Pope John Paul II cracked down on the “liberation theology” crowd in the 1980s, and Pope Benedict XVI has continued John Paul’s policies in that regard. But, it takes a while to “clean out the stables,” and that continues to be a work in progress.

Nonetheless, the leadership of the Catholic Church in Latin America is an important ally in building a constructive alternative to the anti-religious, leftist political forces which have become so powerful south of our border.

In addition, we need to encourage the continued development and education of young scholars in Latin America grounded in the principles of ordered liberty and protection of private property rights.

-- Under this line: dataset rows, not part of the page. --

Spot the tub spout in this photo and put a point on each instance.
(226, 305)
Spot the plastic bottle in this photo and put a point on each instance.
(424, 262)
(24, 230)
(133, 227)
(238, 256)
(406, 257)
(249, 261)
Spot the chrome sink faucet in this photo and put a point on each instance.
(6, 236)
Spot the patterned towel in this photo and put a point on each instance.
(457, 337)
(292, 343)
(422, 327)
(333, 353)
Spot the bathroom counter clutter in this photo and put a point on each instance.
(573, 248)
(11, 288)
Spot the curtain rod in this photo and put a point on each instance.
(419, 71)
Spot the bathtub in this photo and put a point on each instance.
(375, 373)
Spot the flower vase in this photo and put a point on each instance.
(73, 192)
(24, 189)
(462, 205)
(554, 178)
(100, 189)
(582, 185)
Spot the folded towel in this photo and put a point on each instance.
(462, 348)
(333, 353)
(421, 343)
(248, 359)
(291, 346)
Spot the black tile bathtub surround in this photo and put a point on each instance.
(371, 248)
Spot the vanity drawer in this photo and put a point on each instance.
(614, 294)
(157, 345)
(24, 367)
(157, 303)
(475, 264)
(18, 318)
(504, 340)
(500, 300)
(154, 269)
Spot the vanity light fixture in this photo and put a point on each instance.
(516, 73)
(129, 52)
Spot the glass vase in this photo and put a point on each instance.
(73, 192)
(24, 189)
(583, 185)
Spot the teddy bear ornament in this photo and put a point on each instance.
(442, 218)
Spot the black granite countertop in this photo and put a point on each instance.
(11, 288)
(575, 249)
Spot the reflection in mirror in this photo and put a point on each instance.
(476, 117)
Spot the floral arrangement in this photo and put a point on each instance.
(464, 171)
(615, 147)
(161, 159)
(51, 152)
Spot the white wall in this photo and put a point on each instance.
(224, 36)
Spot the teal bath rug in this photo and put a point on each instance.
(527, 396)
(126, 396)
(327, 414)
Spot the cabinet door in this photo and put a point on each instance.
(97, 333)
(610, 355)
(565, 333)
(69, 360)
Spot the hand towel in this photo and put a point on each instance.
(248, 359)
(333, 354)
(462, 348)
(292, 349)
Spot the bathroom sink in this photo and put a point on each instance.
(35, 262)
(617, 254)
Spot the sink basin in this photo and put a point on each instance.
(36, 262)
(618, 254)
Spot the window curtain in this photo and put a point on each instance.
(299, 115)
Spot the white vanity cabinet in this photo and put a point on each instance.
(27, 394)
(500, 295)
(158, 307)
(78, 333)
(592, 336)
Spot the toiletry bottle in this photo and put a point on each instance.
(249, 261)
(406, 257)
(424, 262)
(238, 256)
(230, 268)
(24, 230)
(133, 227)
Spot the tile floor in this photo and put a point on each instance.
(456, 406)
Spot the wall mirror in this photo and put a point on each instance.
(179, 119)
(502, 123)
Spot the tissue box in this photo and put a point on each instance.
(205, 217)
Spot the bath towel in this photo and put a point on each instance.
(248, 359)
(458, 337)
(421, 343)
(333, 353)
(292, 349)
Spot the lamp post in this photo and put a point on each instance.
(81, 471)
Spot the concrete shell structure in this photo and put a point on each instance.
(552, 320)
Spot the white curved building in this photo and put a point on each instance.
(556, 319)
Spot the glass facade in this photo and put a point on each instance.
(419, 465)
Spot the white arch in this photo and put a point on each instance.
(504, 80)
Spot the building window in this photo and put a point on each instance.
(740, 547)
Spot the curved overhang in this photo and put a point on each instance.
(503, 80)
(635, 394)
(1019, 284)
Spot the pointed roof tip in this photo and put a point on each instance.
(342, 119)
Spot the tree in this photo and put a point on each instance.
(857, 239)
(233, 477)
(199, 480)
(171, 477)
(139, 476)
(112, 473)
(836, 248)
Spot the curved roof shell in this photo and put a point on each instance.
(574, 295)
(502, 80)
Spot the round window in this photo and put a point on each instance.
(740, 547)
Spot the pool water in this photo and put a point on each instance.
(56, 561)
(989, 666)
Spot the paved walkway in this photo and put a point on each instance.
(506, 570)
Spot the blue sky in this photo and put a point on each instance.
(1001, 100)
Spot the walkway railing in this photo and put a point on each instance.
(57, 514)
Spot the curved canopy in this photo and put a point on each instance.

We also need to address the out of control illicit drug trade by simultaneously expanding our support for President Calderon’s valiant effort to go after the drug cartels while initiating a new campaign here at home addressing the demand side of the problem modeled on the successful “Just Say No to Drugs” program led by Mrs. Nancy Reagan in the early 1980s.

Finally, we need a government led by conservatives determined to improve our relationship with our neighbors to the South and support those forces for the good – those economic and social conservatives in Latin America who are kindred spirits -- with the personal and political courage to stand up to the Leftist thugs like Hugo Chavez who are working so feverishly to take away the freedom of the average citizen in Latin America. 

Tom Pauken is Chairman of the Texas Workforce Commission. He served as Director of Action, an independent federal agency, during the Reagan Administration.